Option 1 - Apply automated workaround

The workaround is to restart either the PostgreSQL replica that is receiving UPDATE transactions or the service that is sending them. The following script can automatically detect this condition and restart affected PostgreSQL replicas.

NOTE Do not run this script multiple times in quick succession. The script may detect a false positive and restart replicas unnecessarily if the PostgreSQL server logs have not yet advanced beyond the detection threshold of the last 50 log entries.
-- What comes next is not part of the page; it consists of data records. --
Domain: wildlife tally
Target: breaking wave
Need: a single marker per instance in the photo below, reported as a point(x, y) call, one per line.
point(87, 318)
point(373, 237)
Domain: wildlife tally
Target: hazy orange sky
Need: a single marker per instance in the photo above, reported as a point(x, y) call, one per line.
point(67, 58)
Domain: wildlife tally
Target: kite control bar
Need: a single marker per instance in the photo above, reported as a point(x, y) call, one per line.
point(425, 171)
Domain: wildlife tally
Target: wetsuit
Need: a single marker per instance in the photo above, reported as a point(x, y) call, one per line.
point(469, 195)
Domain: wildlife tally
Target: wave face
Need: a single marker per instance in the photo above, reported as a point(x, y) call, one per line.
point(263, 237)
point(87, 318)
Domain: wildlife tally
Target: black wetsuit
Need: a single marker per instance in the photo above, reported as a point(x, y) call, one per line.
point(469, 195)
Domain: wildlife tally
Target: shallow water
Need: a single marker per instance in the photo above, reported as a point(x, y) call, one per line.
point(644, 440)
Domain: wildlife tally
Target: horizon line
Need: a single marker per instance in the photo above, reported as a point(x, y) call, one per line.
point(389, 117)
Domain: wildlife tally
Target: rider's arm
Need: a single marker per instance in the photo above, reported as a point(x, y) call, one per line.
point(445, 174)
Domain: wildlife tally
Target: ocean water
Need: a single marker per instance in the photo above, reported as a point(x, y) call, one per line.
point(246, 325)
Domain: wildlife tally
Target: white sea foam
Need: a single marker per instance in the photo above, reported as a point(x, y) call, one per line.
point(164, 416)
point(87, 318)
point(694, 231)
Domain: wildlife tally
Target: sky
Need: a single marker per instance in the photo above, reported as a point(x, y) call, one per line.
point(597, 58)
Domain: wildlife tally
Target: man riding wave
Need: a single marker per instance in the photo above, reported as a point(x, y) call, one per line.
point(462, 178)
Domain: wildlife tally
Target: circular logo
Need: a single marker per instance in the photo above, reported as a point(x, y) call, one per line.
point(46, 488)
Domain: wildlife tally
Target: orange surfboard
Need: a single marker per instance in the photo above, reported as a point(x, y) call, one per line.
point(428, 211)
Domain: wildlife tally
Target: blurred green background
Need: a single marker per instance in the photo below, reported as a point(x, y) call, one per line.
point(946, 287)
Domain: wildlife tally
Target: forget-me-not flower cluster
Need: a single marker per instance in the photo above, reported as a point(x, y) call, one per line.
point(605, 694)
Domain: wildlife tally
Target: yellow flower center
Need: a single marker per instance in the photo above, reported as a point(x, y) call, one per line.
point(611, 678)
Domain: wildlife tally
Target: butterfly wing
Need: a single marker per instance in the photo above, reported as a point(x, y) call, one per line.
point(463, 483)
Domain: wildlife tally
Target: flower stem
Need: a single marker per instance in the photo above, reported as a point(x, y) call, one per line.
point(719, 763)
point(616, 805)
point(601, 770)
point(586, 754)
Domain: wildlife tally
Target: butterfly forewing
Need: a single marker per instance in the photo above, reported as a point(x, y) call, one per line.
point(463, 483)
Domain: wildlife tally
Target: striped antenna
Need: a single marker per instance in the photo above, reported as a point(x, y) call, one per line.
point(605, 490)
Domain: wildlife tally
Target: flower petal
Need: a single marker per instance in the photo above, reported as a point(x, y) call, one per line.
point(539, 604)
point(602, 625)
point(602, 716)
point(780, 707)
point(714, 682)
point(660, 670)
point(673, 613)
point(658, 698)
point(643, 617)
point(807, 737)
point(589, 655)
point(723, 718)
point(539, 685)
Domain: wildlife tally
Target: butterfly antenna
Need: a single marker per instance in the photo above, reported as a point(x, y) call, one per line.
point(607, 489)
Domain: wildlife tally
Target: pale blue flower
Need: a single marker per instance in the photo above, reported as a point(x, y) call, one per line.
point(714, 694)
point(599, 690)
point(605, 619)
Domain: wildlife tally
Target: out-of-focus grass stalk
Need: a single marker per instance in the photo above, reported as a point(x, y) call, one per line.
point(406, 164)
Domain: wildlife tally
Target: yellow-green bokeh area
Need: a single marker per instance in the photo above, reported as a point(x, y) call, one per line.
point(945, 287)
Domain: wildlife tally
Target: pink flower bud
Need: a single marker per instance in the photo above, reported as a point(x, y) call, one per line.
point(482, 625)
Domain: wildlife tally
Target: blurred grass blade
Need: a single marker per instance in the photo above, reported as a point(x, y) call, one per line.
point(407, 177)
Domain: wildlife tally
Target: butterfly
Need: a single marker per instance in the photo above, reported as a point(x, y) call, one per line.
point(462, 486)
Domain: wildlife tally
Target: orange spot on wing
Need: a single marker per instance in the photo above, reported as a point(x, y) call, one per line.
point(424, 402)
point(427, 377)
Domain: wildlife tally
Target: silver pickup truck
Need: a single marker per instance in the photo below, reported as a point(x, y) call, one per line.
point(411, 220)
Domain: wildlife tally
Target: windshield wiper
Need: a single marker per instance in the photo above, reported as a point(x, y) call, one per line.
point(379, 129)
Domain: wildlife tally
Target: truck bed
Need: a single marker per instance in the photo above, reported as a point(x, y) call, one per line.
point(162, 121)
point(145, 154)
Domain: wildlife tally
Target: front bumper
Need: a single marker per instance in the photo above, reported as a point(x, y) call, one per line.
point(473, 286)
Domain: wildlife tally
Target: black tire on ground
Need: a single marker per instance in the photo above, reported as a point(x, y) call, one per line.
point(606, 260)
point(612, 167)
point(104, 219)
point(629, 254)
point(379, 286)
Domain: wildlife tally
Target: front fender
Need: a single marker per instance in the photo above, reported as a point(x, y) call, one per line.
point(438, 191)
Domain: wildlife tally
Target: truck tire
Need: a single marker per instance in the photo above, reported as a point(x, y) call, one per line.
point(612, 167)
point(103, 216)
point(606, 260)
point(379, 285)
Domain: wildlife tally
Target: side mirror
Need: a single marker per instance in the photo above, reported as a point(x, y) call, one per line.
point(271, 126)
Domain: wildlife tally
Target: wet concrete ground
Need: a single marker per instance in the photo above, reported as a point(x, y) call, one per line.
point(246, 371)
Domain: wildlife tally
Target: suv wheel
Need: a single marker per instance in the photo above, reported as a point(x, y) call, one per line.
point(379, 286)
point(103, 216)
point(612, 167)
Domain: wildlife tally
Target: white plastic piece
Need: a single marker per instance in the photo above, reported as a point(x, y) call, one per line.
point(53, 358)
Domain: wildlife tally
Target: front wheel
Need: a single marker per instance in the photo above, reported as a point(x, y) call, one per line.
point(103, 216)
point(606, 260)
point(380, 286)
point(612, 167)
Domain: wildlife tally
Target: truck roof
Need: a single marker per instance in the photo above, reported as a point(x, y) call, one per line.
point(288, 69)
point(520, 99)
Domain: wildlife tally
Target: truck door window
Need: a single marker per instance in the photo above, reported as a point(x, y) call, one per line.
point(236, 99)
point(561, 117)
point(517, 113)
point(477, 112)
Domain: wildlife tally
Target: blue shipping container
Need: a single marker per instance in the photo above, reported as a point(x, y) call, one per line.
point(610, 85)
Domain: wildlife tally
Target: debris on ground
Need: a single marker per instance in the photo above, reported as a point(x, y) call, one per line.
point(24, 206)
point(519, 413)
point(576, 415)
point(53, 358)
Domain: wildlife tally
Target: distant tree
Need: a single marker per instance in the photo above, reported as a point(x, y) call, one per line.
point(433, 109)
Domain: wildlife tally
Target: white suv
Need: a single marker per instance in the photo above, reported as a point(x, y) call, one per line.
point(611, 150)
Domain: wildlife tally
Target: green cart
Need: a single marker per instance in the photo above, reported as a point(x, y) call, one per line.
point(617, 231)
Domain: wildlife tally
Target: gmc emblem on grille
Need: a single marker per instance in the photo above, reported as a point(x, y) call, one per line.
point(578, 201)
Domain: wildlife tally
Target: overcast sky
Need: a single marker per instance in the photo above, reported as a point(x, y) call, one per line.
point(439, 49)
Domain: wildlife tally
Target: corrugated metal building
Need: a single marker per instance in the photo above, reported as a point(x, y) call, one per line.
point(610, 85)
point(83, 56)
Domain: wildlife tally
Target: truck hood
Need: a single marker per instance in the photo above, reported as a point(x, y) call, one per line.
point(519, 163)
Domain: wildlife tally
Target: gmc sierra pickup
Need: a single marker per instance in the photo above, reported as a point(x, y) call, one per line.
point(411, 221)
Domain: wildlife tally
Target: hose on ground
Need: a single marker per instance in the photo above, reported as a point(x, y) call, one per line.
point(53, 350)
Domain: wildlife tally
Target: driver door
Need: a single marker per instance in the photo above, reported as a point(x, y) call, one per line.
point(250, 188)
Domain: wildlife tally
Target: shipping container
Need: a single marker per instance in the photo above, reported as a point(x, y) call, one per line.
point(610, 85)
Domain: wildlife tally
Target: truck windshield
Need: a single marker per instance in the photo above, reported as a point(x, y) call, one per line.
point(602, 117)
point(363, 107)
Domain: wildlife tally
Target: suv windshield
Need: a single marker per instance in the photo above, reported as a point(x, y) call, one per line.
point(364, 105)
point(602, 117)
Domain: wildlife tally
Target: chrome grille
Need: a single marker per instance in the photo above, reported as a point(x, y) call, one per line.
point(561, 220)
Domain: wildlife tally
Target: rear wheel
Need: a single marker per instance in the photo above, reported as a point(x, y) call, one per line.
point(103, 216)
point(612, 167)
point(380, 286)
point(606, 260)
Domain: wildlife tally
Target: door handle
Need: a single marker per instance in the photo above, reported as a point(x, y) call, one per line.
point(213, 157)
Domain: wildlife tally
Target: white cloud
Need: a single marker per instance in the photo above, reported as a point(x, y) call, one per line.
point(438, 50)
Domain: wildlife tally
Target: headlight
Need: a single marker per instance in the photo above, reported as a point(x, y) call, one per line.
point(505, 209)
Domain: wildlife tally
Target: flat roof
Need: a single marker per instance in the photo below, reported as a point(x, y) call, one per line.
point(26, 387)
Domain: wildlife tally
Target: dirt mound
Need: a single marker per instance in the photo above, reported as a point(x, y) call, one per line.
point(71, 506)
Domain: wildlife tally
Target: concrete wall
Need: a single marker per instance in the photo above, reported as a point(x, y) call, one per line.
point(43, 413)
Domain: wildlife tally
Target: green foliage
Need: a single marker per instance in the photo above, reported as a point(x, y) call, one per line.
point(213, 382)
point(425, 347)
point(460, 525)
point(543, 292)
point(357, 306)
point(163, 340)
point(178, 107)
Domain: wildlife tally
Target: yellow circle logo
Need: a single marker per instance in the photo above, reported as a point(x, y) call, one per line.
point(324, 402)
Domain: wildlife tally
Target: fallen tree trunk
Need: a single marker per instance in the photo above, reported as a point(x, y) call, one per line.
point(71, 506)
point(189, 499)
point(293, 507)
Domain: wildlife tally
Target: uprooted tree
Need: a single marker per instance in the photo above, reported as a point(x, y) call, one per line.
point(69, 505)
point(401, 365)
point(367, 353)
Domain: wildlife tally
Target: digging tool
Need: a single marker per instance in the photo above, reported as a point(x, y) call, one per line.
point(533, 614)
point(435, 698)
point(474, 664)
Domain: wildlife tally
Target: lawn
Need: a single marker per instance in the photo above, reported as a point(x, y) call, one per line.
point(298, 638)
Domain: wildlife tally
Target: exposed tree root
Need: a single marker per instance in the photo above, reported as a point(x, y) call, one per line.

  1. (ncn-mw#) Run the check_postgres_replica_transactions.sh script.

    /usr/share/doc/csm/troubleshooting/scripts/check_postgres_replica_transactions.sh
    

    Example output:

    INFO: Checking cray-nls-postgres-0 in namespace argo
    INFO: Checking cray-nls-postgres-1 in namespace argo
    INFO: Checking capsules-dispatch-server-postgres-0 in namespace services
    INFO: Checking capsules-dispatch-server-postgres-1 in namespace services
    INFO: Checking capsules-warehouse-server-postgres-0 in namespace services
    INFO: Checking capsules-warehouse-server-postgres-1 in namespace services
    INFO: Checking cfs-ara-postgres-0 in namespace services
    INFO: Checking cfs-ara-postgres-1 in namespace services
    INFO: Checking cray-console-data-postgres-1 in namespace services
    INFO: Checking cray-dhcp-kea-postgres-0 in namespace services
    INFO: Checking cray-dhcp-kea-postgres-2 in namespace services
    INFO: Checking cray-dns-powerdns-postgres-0 in namespace services
    INFO: Checking cray-dns-powerdns-postgres-1 in namespace services
    INFO: Checking cray-hms-badger-postgres-0 in namespace services
    INFO: Checking cray-hms-badger-postgres-2 in namespace services
    INFO: Checking cray-sls-postgres-0 in namespace services
    INFO: Checking cray-sls-postgres-2 in namespace services
    INFO: Checking cray-smd-postgres-0 in namespace services
    INFO: Checking cray-smd-postgres-1 in namespace services
    INFO: Checking gitea-vcs-postgres-1 in namespace services
    INFO: Checking gitea-vcs-postgres-2 in namespace services
    INFO: Checking keycloak-postgres-0 in namespace services
    INFO: Checking keycloak-postgres-2 in namespace services
    INFO: Checking cray-spire-postgres-1 in namespace spire
    INFO: Checking cray-spire-postgres-2 in namespace spire
    WARN: Restarting PostgreSQL replica Pod cray-spire-postgres-2 that is receiving UPDATE transactions
    INFO: Checking spire-postgres-0 in namespace spire
    WARN: Restarting PostgreSQL replica Pod spire-postgres-0 that is receiving UPDATE transactions
    INFO: Checking spire-postgres-1 in namespace spire
    

Option 2 - Manually restart affected services

It is necessary to restart affected services or their database in order to force them to connect to the correct instance of the database.

Spire

  1. (ncn-mw#) Restart the Postgres connection pool.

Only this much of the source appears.